Different Roles

Roles

Business responders are paged as appropriate when needed. These roles are ordered by functional groups for reference.


Initial responders

These roles are the first to respond and necessary for the resolution process to begin

Business Lead#

This role is very similar to an Incident Commander, but is labelled differently to avoid confusion. The Business Lead acts as the single source of truth of what is currently happening in the business incident. They are not a resolver: they delegate work instead of doing it themselves.

The Business Lead drives business incidents to resolution and ensures there is clarity of ownership and action. Responsibilities include:

Technical SLT#

This role should be filled by a technical member of the Senior Leadership Team. They are a business stakeholder and they initially act as a subject matter expert representing the needs of the company during a technical incident. Once a business incident is triggered, the Technical SLT role becomes the designated spokesperson for personalized customer communications. For example, if a direct email was sent to customers, they would sent with this person’s name attached. They become the public face of the incident when directly communicating with customers. The Technical SLT is responsible for generating the first draft of any outbound messaging and works with the rest of the messaging collaborators to produce a finalized draft.

Customer Liaison#

During a technical incident, the Customer Liaison is responsible for managing customer communications and keeping a pulse on customer impact. Because this role is typically filled by a technical member of your staff that is intimately familiar with your product, they function well as a technical subject matter expert for the business incident.

When a business incident is declared, the Customer Liaison will hand off their responsibilities in the technical incident to a standby responder and then join the business incident as a technical SME. The job of the Customer Liaison in the business incident is to provide an initial briefing to business incident responders, relay updates, become a communication conduit between the technical incident and the business incident, and ensure that any messaging generated by the business incident group is technically accurate.


Operations responders

Functionally, these roles are responsible for performing the actions that switch business operations between normal and emergency mode. Emergency business operations entail temporarily halting normal outbound customer activities for the duration of the severe technical incident. Responders in this role should also keep a pulse and report on any abnormal business operations that may occur.

Marketing Officer#

Outbound demand generation activities should be halted during a severe technical outage. Many outbound marketing campaigns are designed as top of funnel activities requiring some engagement of a fully functional product. During a severe technical outage, those outbound marketing efforts will have an adverse effect is they’re not halted.

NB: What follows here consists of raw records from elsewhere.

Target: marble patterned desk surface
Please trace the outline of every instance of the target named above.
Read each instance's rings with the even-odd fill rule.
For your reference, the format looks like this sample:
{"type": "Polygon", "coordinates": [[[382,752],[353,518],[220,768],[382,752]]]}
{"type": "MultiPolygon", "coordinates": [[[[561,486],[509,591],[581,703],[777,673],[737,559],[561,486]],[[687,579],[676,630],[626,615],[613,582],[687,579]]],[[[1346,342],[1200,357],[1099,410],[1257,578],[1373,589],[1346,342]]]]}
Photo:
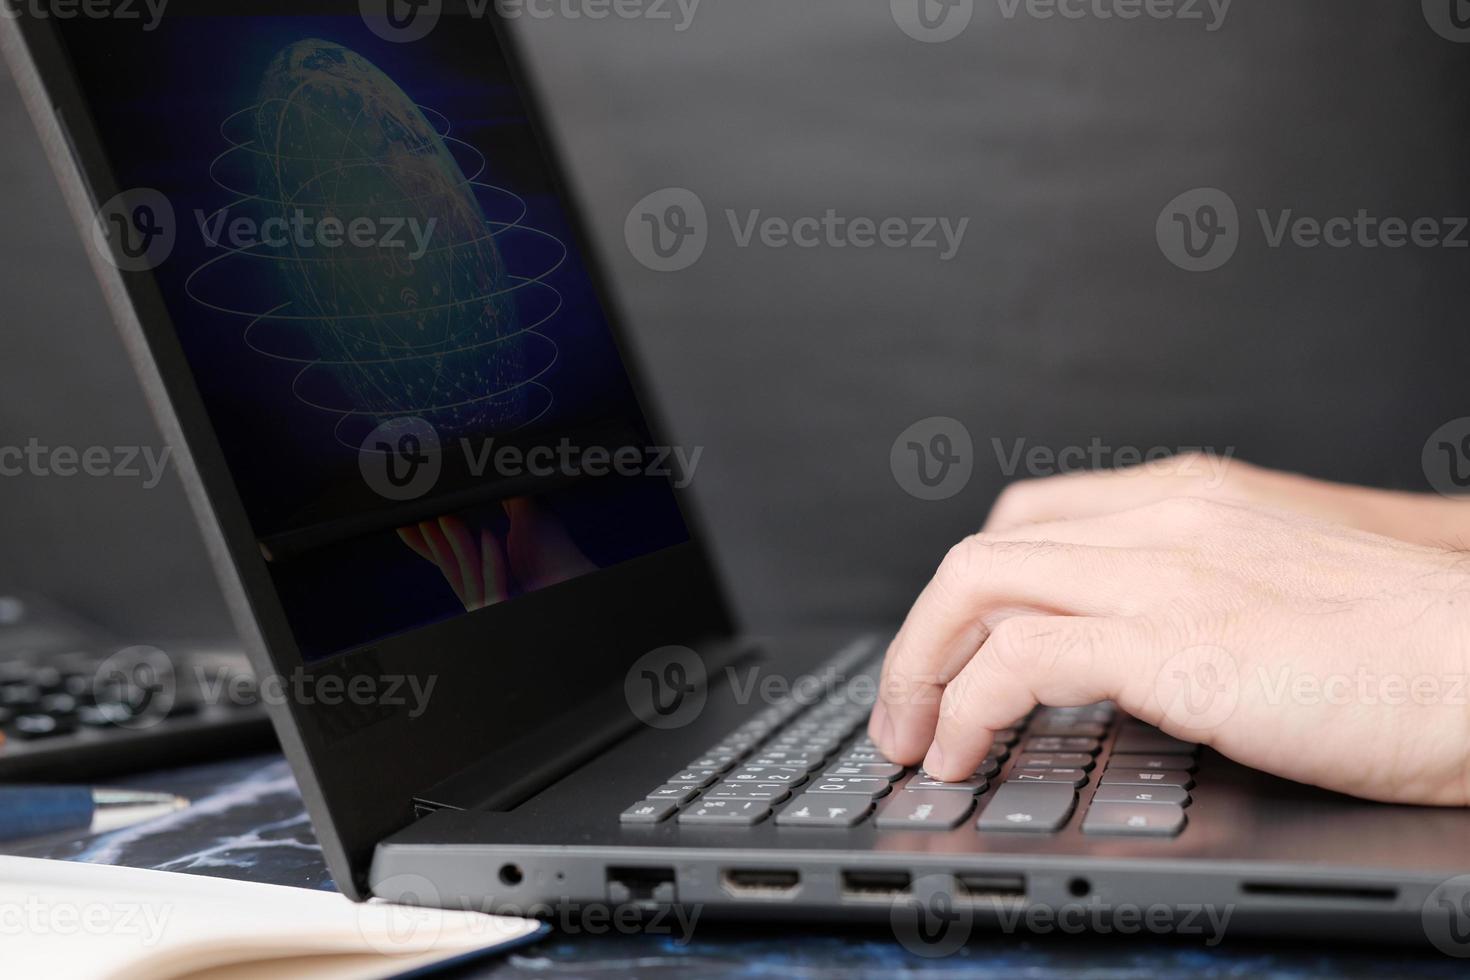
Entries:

This role is responsible for halting and, later, restarting any outbound campaigns that typically belong to marketing functions (e.g. paid ads, email blasts, calling campaigns, etc). Because Marketing typically has access to a CRM or similar tool that can be used to contact current customers, they are also responsible for doing the work of sending approved personalized communications directly to customers during the business incident.

Social Officer#

This role is responsible for halting and, later, restarting outbound social campaigns. Once halted, the Social Officer also monitors social channels to track and report on customer sentiment. They will publicly post responses when necessary or manage direct messages for followers that raise questions or concerns about the severe technical incident.

The Social Officer also monitors internal company communication channels (e.g. Slack, email distribution lists, etc) to track, report, and respond to any questions or concerns raised within the walls of your organization.

Media Officer#

The Media Officer is primarily responsible for generating responses to inbound inquiries from media-related third parties (e.g. news outlets, reporters, analysts, influencers, public officials, etc). This role should be filled by a trained member of your corporate communications team that typically works with PR agencies and coordinates any press-related communication.


Messaging Responders

Functionally, these roles are responsible for collaborating on any outbound communications to internal stakeholders or external customers. Responders in this role work with the Technical SLT to ensure that any outbound communications meet corporate requirements.

This role is filled by a lawyer from your corporate legal team. In situations where material damage could occur, it’s best to involve legal counsel as early in the process as possible. The person in this role is also responsible for ensuring that any outbound communications meet your company’s legal requirements.

Messaging Officer#

This role is filled by a trained member of your corporate communications team. The Messaging Officer is primarily responsible for ensuring any outbound communications meet your corporate messaging guidelines.

ELT Approver#

This role is filled by a member of the Executive Leadership team. The ELT Approver role has “final” approval over any outbound communications generated by this group. The approval is “final” because authorization for distributing any finalized communications from the business incident group rolls up to the technical Incident Commander.

Although typically filled by the CEO, like any and every responder role, this role should have backup responders that can take this responsibility in the case of any unforeseen unavailability.


Departmental Responders

You may have additional roles that are necessary to switch normal company operations into emergency mode or collaborate on customer messaging. The roles above cover the minimum necessary considerations, although your company may identify more roles, as necessary.

Additional responder roles may be needed to carry out necessary and unforeseen functions, such as providing context-specific updates depending on the impact of the incident. These additional responders would likely be from customer-facing teams such as Support, Sales, Professional Services, etc. However, they may also include responders from Marketing, Business Development, Finance, etc. Each of these departments should have a rotating on-call role that can help mobilize a business response as needed.